Attraversata l'anticamera ingombra di impermeabili bastò a Genziana Horst entrare nel salotto dei Solmi e guardarsi intorno un attimo per capire che la serata sarebbe stata inutile: di importante non c'era nessuno. Invitata per le nove e mezzo, Genziana arrivava poco prima delle undici accompagnata dall'alta figura di un giovane non noto nell'ambiente Solmi; era improbabile che la situazione potesse essere salvata dall'arrivo di nuovi ospiti; nulla ormai poteva mutare ciò che Tranquillo Massenti, suo amico giornalista superato da tempo ma i cui modi di dire le erano rimasti attaccati addosso, avrebbe chiamato "la composizione" o "l'impasto" del ricevimento.

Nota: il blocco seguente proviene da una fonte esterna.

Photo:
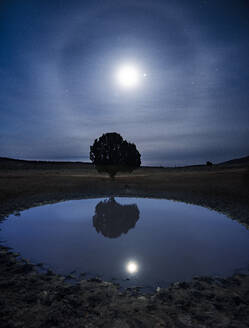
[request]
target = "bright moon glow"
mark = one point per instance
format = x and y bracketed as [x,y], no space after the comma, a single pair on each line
[128,76]
[132,267]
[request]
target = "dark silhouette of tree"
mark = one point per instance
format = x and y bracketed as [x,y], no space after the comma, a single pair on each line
[111,153]
[112,219]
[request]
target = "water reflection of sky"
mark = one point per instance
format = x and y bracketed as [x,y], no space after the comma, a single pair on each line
[151,241]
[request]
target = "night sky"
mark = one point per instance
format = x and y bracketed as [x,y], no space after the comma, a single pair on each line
[59,91]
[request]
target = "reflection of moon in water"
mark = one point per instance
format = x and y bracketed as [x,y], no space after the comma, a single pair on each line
[132,267]
[112,219]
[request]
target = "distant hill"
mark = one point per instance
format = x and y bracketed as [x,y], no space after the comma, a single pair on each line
[11,163]
[243,161]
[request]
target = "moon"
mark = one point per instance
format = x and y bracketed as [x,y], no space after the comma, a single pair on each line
[132,267]
[128,76]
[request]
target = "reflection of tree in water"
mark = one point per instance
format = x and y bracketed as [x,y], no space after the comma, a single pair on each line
[112,219]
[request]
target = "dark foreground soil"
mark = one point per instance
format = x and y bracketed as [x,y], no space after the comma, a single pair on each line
[29,298]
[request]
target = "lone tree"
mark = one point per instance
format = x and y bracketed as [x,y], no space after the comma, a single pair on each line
[111,153]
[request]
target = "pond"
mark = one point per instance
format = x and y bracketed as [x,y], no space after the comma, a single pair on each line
[131,241]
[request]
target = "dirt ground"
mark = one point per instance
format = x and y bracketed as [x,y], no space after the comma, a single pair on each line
[32,299]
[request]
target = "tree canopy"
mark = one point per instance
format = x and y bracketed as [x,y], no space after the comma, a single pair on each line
[111,153]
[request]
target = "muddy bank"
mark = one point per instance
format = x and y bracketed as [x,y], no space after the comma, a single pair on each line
[32,299]
[29,298]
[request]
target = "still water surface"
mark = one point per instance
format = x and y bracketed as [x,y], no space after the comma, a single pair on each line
[136,241]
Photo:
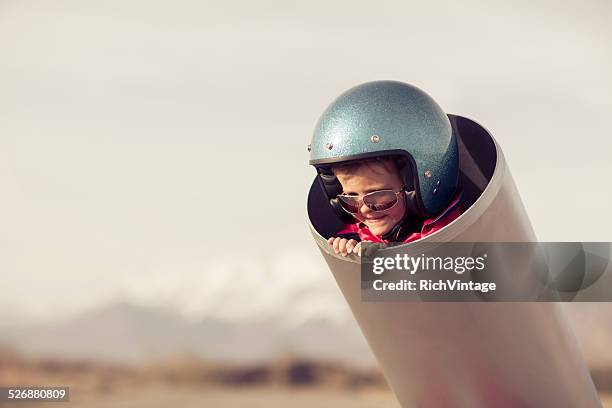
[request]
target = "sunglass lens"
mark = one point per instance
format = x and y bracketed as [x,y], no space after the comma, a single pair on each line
[350,204]
[380,200]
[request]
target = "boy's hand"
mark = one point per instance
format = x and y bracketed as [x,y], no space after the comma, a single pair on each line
[345,246]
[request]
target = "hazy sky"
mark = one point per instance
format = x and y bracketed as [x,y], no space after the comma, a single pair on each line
[156,151]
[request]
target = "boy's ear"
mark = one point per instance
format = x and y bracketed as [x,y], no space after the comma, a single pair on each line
[412,203]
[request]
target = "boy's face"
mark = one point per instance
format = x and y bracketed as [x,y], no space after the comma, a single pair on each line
[372,177]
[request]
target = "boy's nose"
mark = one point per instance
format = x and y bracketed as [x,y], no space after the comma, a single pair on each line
[364,209]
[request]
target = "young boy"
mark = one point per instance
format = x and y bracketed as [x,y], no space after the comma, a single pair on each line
[387,158]
[384,216]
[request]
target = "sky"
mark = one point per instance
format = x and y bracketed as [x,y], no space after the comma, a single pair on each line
[156,152]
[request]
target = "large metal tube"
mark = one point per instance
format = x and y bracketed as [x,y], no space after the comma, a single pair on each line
[467,354]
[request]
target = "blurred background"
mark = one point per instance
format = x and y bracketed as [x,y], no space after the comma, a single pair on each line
[154,246]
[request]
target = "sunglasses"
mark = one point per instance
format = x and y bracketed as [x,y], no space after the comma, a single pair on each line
[377,201]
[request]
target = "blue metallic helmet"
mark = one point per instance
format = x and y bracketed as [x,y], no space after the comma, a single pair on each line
[390,118]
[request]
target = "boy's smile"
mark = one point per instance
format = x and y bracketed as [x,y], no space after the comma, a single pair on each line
[373,177]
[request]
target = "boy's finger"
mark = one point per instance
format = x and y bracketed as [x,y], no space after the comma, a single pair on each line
[342,246]
[336,243]
[350,245]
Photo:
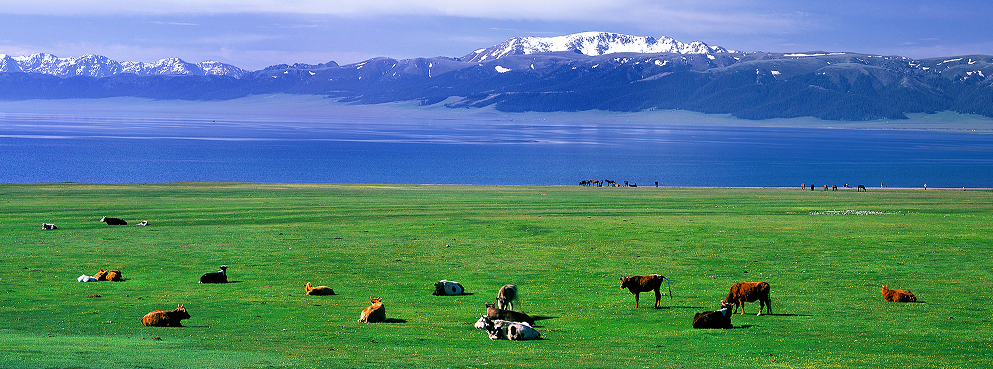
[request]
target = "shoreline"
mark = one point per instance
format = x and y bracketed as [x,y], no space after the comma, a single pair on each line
[490,185]
[315,109]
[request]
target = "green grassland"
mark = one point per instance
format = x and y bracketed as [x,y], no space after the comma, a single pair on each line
[565,247]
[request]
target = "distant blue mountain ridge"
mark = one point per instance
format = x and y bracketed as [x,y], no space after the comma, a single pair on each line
[585,71]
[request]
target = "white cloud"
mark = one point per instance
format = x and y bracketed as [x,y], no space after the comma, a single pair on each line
[704,12]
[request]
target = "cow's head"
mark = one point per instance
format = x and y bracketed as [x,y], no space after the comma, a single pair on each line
[624,282]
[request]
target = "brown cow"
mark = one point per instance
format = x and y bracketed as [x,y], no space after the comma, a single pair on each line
[898,295]
[714,319]
[494,312]
[644,283]
[375,313]
[743,292]
[162,318]
[115,276]
[319,290]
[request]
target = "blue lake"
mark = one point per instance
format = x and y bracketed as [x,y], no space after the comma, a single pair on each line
[412,151]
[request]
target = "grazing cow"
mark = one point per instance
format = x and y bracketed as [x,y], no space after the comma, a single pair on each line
[162,318]
[506,296]
[319,290]
[483,321]
[714,319]
[502,329]
[494,312]
[375,313]
[743,292]
[447,288]
[216,277]
[898,295]
[113,221]
[644,283]
[115,276]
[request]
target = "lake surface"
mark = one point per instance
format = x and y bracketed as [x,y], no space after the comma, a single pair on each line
[409,150]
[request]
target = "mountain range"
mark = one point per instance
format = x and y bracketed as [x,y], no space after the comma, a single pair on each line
[585,71]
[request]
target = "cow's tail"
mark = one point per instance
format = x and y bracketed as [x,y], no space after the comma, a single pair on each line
[667,285]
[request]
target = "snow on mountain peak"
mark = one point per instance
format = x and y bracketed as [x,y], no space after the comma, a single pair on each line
[591,43]
[101,66]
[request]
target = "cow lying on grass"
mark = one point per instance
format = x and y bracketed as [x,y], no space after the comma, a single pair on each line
[162,318]
[898,295]
[494,312]
[375,313]
[743,292]
[103,275]
[447,288]
[644,283]
[113,221]
[216,277]
[507,330]
[714,319]
[319,290]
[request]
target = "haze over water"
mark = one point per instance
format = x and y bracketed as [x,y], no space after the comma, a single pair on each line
[39,146]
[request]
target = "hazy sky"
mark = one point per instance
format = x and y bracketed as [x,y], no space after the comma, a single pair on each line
[253,34]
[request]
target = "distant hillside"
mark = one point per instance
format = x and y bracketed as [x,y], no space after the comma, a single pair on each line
[834,86]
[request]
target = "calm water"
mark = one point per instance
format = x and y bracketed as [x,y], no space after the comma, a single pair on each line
[494,153]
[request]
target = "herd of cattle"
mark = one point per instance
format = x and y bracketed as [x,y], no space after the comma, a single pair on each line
[501,320]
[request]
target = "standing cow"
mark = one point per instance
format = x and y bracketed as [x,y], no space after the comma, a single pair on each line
[506,296]
[644,283]
[743,292]
[448,288]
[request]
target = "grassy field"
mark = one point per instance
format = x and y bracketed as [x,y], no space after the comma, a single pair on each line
[565,247]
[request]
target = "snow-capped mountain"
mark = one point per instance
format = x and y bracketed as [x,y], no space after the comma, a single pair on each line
[101,66]
[592,44]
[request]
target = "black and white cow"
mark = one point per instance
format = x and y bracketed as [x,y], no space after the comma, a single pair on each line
[507,330]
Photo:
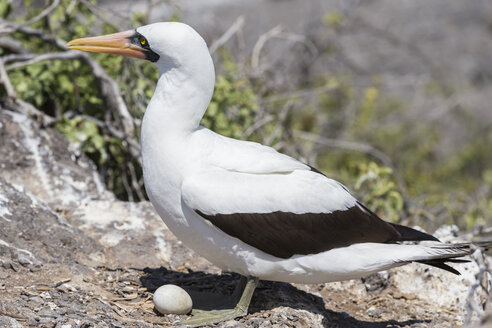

Vedeva prima di tutto i Solmi stessi, al completo: Orlando, il padre, sempre più pretensiosamente taciturno con l'andare degli anni e degli insuccessi, il capo chino e gli occhi lucidi e interrogativi sopra occhiali calati sul naso: un'aria che voleva essere scaltra e tradiva invece l'incertezza e le visioni di fallimento. E vedeva Aurora, sua moglie, al contrario di lui sicura ed espansiva, ma di un'espansività in fondo un po' sospetta di follia, intenta ora a parlare accanitamente con il "buon" D'Abbate, anch'egli, come Orlando Solmi, giornalista laborioso e minore. Ed ecco i tre figli, Duilio, Amerigo e Sebastiano ("Ai tre giovani Solmi - Tranquillo Massenti aveva detto una volta - hanno messo nomi di unità della Marina"), che per il fatto stesso di somigliarsi tanto parevano negati a qualsiasi possibilità di successo; e le tre nuore, due delle quali erano insignificanti mentre la terza, di Milano, attraentissima, dotata di un accento nasale e astioso, "nasceva assai meglio" delle altre due e perciò si teneva sempre in un suo atto di provocante impazienza.

P.M.Pasinetti: La confusione, Bompiani 1964.